Sunday, July 7, 2013

"Dont' miss this one!" - The Unanticipated Consequences of a Frictionless Mobile Experience


by Peter Kriss  |   9:00 AM July 3, 2013
Many of us assume that mobile is essentially business as usual — just on a smaller screen. But often, it's not. The business impact of the switch to mobile can be counterintuitive and difficult to anticipate.
I'm working with several of the world's largest hotel chains to help them generate guest feedback, which we've traditionally done through the desktop PC. With an increasing number of guests now using mobile devices, we created a mobile-native feedback process, allowing customers to more easily join the conversation on their mobile device.
You might think — we certainly did — that improving the experience in this way wouldn't affect overall feedback about the hotel stay very much. We anticipated a slight positive bump by making the survey easier for customers, but overall, a minimal impact.
The opposite turned out to be true. The improvement in the survey experience caused a sudden drop in customer ratings.
This caused quite a bit of consternation among the hotels — whose performance ratings (and, in some cases, compensation) are tied to their guests' experience. We explored a range of different hypotheses: Are we getting faster feedback? Is faster feedback more negative? Are people on mobile devices psychographically different — are they in a different frame of mind, less positive, more likely to leave negative feedback? Are we hearing from different customers? Wealthier? Younger? More business travelers?

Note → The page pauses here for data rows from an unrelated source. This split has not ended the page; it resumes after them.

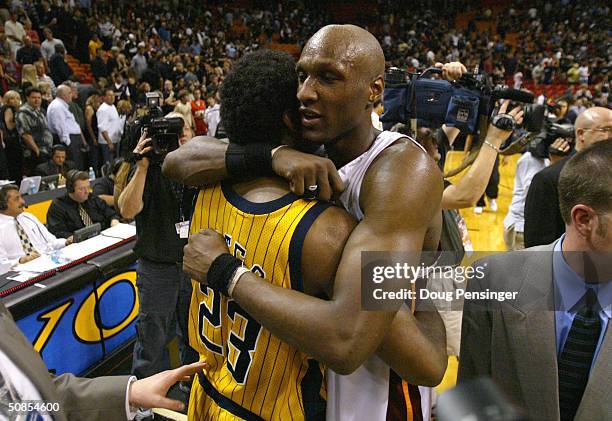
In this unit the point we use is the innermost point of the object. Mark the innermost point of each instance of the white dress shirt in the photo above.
(212, 117)
(47, 48)
(39, 235)
(526, 168)
(109, 122)
(26, 391)
(18, 384)
(61, 121)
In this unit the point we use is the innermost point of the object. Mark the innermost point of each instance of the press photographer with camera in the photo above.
(543, 221)
(162, 209)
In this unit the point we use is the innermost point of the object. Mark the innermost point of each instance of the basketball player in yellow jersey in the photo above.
(252, 374)
(413, 346)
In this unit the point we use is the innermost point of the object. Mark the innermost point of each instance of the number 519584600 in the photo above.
(28, 407)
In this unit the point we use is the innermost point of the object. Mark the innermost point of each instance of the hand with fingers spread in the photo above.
(150, 392)
(451, 71)
(28, 257)
(497, 136)
(142, 148)
(201, 250)
(304, 171)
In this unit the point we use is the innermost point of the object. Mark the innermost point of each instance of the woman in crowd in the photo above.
(43, 77)
(29, 75)
(183, 107)
(12, 144)
(47, 96)
(91, 122)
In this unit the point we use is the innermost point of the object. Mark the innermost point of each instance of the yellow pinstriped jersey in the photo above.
(252, 374)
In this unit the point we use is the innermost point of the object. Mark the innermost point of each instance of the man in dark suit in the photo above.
(543, 222)
(102, 398)
(550, 348)
(78, 208)
(58, 164)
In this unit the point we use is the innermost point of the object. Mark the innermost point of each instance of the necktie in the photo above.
(26, 244)
(85, 216)
(576, 357)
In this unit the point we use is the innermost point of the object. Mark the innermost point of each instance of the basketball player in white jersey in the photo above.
(393, 188)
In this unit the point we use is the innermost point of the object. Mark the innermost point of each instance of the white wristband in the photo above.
(239, 272)
(492, 146)
(277, 149)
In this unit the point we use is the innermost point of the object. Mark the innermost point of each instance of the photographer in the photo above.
(543, 221)
(454, 236)
(472, 185)
(161, 208)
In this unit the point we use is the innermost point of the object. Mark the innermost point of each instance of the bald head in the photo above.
(64, 92)
(350, 44)
(593, 125)
(593, 117)
(341, 72)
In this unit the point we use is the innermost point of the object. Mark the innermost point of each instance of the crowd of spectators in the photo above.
(184, 50)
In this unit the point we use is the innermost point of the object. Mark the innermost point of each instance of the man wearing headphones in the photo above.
(58, 164)
(161, 208)
(78, 209)
(24, 237)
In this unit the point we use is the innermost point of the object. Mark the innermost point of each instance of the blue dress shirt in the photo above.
(569, 289)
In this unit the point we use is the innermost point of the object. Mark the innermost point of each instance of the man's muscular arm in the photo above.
(199, 162)
(337, 332)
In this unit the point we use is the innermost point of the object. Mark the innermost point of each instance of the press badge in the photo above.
(182, 229)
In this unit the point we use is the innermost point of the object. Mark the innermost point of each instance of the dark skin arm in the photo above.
(337, 332)
(201, 162)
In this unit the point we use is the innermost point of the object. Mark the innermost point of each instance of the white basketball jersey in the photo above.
(363, 394)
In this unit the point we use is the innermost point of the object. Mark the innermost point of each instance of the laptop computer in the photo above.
(86, 232)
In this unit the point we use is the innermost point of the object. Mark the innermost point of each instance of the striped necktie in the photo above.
(576, 357)
(85, 216)
(26, 244)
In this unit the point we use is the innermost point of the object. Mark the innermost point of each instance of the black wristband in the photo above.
(248, 161)
(221, 271)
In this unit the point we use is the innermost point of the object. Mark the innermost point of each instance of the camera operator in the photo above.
(162, 209)
(543, 221)
(464, 194)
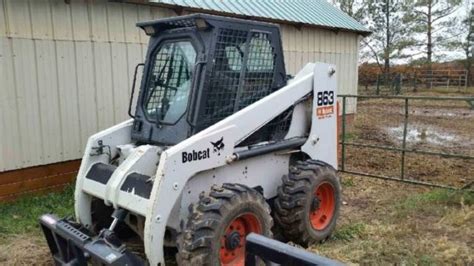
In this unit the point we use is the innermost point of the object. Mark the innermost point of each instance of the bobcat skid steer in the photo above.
(222, 144)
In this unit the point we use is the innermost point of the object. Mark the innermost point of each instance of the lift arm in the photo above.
(214, 146)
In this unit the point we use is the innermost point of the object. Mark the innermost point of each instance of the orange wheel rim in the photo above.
(232, 249)
(323, 206)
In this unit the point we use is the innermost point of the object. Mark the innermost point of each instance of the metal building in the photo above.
(66, 69)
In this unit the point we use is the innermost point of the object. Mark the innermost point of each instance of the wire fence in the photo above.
(413, 139)
(399, 83)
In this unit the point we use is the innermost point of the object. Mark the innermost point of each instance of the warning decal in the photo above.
(324, 111)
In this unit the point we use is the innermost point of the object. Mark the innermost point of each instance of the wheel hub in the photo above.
(322, 206)
(232, 240)
(315, 204)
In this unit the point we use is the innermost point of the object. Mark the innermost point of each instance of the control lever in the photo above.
(118, 215)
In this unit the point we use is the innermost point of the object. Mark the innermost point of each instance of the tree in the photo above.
(467, 45)
(433, 19)
(390, 37)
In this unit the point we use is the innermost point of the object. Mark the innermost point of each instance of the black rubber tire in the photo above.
(295, 197)
(199, 244)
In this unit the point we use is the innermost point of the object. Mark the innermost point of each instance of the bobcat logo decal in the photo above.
(218, 145)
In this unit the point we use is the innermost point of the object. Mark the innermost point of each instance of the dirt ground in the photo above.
(381, 222)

After spending a lot of time with the data, we found only one thing these customers had in common: they were less engaged. We'd made it easier for people who weren't as interested in or loyal to the brand to be heard. Previously, they'd see an email requesting feedback, they'd click the link... and their mobile device would show a desktop survey. It didn't fit on their screen particularly well, or it took too long to load. They had had a neither particularly good nor bad experience, and the effort required to provide feedback was just more than they cared to give. It was only the folks who felt strongly about their experience — either positively or negatively — who would complete the process. Now that it was easier to provide that feedback, we began pulling in less engaged customers, and their "average" experiences resulted in lower scores.
In general, declining metrics don't inspire optimism. But in this case, the hotels were getting feedback from customers who previously hadn't even bothered. Lowering the friction of communication by becoming more mobile-friendly helped these hotels identify frictions elsewhere in their business. Guests who would have silently never returned because of an entirely fixable problem could be contacted with an apology and resolution, which turned many into loyal customers.
There's an instructive lesson here as the mobile paradigm shift — more smartphones are shipped annually than tablets, notebooks, and desktops combined — continues. Mobile, especially an experience designed for it, makes it easier for people to do things they might not have done otherwise: offer feedback, make a purchase, check sports scores. But you're not just getting more of the same customers you already had — you're adding new ones who represent not just a demographic shift, but have fundamentally different engagement levels.
The distinction may sound subtle, but precisely whom you draw in via mobile has very important ramifications for the way you design your experience... and the way these new customers will — or will not — interact with your business.